I don’t want to end creative anachronism. I don’t even want to change it. I’m thrilled that these arts still exist, and that eras and cultures are blending to produce something greater than the sum of their parts. Developments like nerdlesque, and the mixing of traditional pinup imagery with goth and steampunk subcultures, are taking these arts to amazing new places, and I’m nothing but excited. There’s so much to love here, which is precisely why I think we can do better.

We sexy workers can distance ourselves from sex workers without vilifying or condescending to them. There are salient differences between (and within) the two communities, which we need to be able to discuss. But let’s call them what they are: Two branches from one great tree, or two interpretations of the same artistic essence. Without shame and without hierarchy.
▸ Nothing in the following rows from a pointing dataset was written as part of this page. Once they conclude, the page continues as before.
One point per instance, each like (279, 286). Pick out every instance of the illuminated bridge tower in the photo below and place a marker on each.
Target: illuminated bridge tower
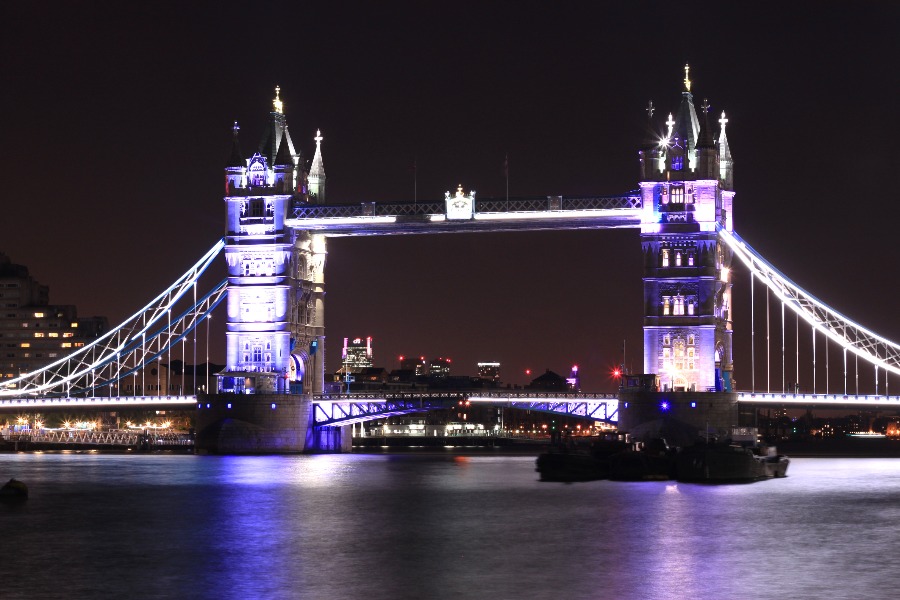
(275, 319)
(687, 193)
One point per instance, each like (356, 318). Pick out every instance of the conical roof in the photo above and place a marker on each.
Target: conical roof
(237, 158)
(283, 156)
(705, 138)
(318, 167)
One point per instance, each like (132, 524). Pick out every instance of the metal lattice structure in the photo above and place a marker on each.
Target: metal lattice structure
(347, 409)
(489, 205)
(128, 348)
(848, 334)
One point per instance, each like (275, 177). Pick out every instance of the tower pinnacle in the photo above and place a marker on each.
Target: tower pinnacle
(277, 103)
(317, 172)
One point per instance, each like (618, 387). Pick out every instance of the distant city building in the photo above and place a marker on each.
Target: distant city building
(417, 365)
(439, 367)
(356, 355)
(33, 332)
(489, 370)
(548, 382)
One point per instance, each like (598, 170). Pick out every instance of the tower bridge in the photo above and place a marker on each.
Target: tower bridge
(270, 395)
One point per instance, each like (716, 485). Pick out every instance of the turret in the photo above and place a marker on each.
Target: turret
(726, 163)
(317, 173)
(236, 167)
(283, 168)
(707, 153)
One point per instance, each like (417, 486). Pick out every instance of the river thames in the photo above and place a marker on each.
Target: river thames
(438, 526)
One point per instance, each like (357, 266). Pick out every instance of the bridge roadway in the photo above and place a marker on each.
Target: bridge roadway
(345, 409)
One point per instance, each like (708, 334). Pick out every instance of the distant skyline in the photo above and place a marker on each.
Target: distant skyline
(115, 125)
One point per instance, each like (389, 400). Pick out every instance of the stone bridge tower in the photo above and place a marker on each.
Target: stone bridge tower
(275, 334)
(687, 192)
(275, 325)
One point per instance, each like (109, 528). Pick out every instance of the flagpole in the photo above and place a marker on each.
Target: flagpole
(506, 172)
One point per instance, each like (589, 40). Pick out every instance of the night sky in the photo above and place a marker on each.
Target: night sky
(115, 125)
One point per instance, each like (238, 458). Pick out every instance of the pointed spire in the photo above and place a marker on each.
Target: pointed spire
(317, 167)
(283, 156)
(686, 124)
(236, 159)
(670, 123)
(726, 163)
(724, 150)
(277, 104)
(705, 139)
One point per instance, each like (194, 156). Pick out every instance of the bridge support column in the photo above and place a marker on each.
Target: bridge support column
(325, 440)
(252, 423)
(715, 412)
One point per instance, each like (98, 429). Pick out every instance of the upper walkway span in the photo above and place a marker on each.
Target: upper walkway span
(493, 214)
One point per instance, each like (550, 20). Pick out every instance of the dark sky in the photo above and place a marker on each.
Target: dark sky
(115, 124)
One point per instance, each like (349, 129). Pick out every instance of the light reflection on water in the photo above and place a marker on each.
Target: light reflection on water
(438, 526)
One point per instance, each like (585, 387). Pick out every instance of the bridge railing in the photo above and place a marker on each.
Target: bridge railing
(488, 205)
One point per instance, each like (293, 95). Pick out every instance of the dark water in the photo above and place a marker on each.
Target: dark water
(438, 526)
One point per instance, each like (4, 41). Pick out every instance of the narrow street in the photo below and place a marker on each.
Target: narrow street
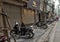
(57, 33)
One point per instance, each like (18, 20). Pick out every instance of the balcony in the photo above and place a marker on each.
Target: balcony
(22, 1)
(14, 2)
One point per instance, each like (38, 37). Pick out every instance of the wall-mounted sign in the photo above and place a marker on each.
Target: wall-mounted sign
(34, 4)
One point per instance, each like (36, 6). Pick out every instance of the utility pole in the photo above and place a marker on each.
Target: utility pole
(4, 18)
(44, 9)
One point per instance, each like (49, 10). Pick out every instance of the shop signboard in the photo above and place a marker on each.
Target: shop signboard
(34, 4)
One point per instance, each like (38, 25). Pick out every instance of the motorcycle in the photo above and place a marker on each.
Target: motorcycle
(27, 32)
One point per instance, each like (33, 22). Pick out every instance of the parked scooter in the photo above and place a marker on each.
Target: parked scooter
(42, 25)
(2, 38)
(24, 31)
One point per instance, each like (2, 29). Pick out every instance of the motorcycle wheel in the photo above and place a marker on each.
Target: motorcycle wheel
(30, 34)
(12, 33)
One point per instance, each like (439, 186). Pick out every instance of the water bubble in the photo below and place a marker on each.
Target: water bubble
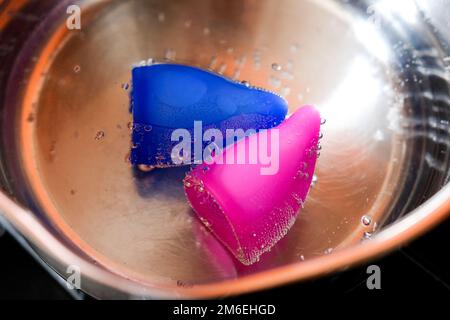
(145, 167)
(285, 92)
(161, 17)
(276, 66)
(378, 135)
(76, 68)
(205, 222)
(236, 74)
(99, 135)
(170, 54)
(31, 117)
(274, 82)
(367, 235)
(222, 68)
(187, 23)
(366, 220)
(246, 83)
(294, 47)
(213, 62)
(314, 180)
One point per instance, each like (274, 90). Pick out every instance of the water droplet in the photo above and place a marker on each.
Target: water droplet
(366, 220)
(145, 167)
(367, 235)
(213, 62)
(222, 68)
(99, 135)
(274, 82)
(205, 222)
(285, 92)
(314, 181)
(276, 66)
(187, 23)
(170, 54)
(31, 117)
(161, 17)
(246, 83)
(378, 135)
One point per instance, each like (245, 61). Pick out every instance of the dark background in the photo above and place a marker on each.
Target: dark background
(420, 267)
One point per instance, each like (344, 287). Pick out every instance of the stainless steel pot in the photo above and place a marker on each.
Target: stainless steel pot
(377, 70)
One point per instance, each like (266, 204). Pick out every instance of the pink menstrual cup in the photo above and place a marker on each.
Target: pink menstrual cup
(249, 195)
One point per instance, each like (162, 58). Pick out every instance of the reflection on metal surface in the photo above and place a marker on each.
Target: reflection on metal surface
(382, 89)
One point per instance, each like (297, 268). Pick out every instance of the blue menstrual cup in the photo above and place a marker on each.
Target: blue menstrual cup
(172, 103)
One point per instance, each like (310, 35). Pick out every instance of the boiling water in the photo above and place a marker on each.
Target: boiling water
(75, 136)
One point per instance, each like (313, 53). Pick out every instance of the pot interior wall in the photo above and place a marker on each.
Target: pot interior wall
(378, 75)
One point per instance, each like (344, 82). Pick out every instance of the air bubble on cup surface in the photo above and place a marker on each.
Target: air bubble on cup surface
(187, 23)
(99, 135)
(366, 220)
(294, 47)
(276, 66)
(222, 68)
(285, 92)
(367, 235)
(213, 62)
(170, 54)
(314, 180)
(378, 135)
(145, 168)
(31, 117)
(274, 81)
(161, 17)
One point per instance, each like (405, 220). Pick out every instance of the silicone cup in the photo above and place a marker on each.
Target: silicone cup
(166, 97)
(249, 212)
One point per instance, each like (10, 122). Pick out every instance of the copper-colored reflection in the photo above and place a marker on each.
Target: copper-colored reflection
(138, 225)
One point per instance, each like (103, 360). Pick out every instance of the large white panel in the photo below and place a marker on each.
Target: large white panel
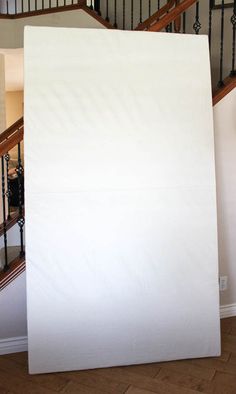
(120, 199)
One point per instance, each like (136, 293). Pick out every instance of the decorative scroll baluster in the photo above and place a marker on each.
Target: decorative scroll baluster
(221, 82)
(132, 14)
(115, 15)
(197, 25)
(21, 220)
(210, 22)
(8, 192)
(141, 11)
(4, 215)
(123, 14)
(233, 21)
(107, 11)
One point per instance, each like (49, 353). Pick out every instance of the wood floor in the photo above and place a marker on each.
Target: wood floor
(211, 375)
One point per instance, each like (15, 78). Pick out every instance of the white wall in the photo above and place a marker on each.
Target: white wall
(13, 310)
(12, 31)
(225, 145)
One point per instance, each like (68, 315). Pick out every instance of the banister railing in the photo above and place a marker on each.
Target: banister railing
(156, 16)
(200, 16)
(12, 188)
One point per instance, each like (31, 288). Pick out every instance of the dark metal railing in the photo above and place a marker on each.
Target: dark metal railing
(12, 187)
(15, 7)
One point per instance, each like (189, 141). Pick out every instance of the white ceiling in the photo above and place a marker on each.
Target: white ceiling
(14, 69)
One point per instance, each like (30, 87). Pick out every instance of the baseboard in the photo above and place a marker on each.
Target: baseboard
(20, 344)
(13, 345)
(227, 311)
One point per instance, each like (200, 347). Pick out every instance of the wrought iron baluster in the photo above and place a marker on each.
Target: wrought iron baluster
(233, 21)
(221, 82)
(141, 11)
(123, 14)
(4, 215)
(211, 3)
(132, 14)
(197, 25)
(21, 220)
(115, 15)
(107, 11)
(184, 22)
(8, 192)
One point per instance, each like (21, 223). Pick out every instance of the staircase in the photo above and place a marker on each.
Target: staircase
(179, 16)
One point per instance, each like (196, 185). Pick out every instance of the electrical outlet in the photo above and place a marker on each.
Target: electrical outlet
(223, 283)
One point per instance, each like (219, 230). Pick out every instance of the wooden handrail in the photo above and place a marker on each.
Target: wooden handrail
(172, 15)
(26, 14)
(156, 16)
(220, 93)
(11, 136)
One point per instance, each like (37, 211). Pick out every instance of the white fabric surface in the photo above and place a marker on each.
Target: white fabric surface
(121, 234)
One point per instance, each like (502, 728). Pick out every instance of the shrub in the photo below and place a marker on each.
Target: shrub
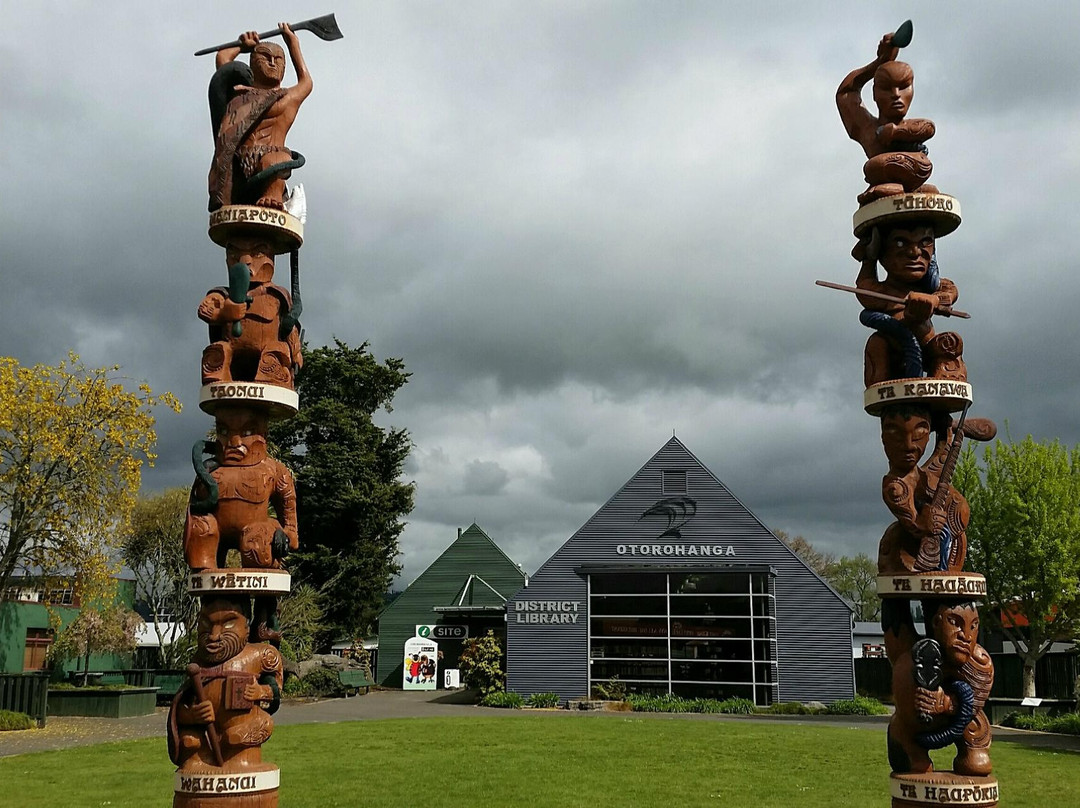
(787, 708)
(321, 683)
(502, 699)
(542, 700)
(1067, 723)
(672, 703)
(858, 705)
(293, 687)
(481, 665)
(10, 719)
(610, 690)
(737, 707)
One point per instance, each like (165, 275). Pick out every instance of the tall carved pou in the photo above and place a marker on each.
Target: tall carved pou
(916, 380)
(244, 500)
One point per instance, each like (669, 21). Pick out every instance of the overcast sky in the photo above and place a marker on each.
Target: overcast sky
(581, 225)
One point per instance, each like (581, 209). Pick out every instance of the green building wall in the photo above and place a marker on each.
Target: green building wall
(473, 553)
(16, 617)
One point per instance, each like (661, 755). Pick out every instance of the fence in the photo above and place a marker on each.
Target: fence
(25, 692)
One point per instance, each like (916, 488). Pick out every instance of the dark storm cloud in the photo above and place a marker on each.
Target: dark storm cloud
(484, 479)
(581, 225)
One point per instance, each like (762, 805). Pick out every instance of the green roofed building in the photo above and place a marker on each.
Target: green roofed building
(467, 586)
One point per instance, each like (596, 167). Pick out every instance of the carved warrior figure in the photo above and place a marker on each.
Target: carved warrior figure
(905, 345)
(252, 113)
(221, 716)
(930, 530)
(230, 499)
(898, 156)
(940, 685)
(254, 326)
There's much more overlap than you might think, though, and it should be acknowledged. Many burlesque performers — including Dita von Teese — are perfectly happy to call themselves strippers, and have even performed in more traditional “dollars and G-strings” strip club settings. Many pinup models also produce more straightforwardly erotic images, blurring the distinctions between titillating and tawdry. As porn performer Vex Ashley told Elle:

I think there's room in porn for all different kinds of sexual expression. The idea that the porn I make is tasteful and, therefore acceptable, means that there is also an unacceptable and "wrong" [version of porn] and that is not a helpful argument to make.

And vintage girls? I ask you to think critically about the nature of your inspirations. If we’re going to draw inspo from imagery created by sex workers of old, it’s vital that we support the sex workers of today. We mustn't weaponize their own imagery against them, using our pin curls and thigh-highs to draw sharp distinctions between respectable sexuality (us) and filth (them). We mustn't hoot and holler at burlesque shows while dismissing strip clubs out of hand as “sad” or “exploitative.” We mustn't call sexual expression slutty. Memes like "when did [modern girls] become hotter than [vintage girls]?" are simultaneously disrespectful and powerfully ignorant of historical context. If Bettie Page seems classier than, say, Heidi Montag, it's only because time and changing attitudes have softened her edge.

Above all, we need to recognize that the women we idolize were groundbreaking. It's because of them — sex workers and all — that today's vintage enthusiasts are able to enjoy the comforts of social acceptance. For that, I’m forever grateful.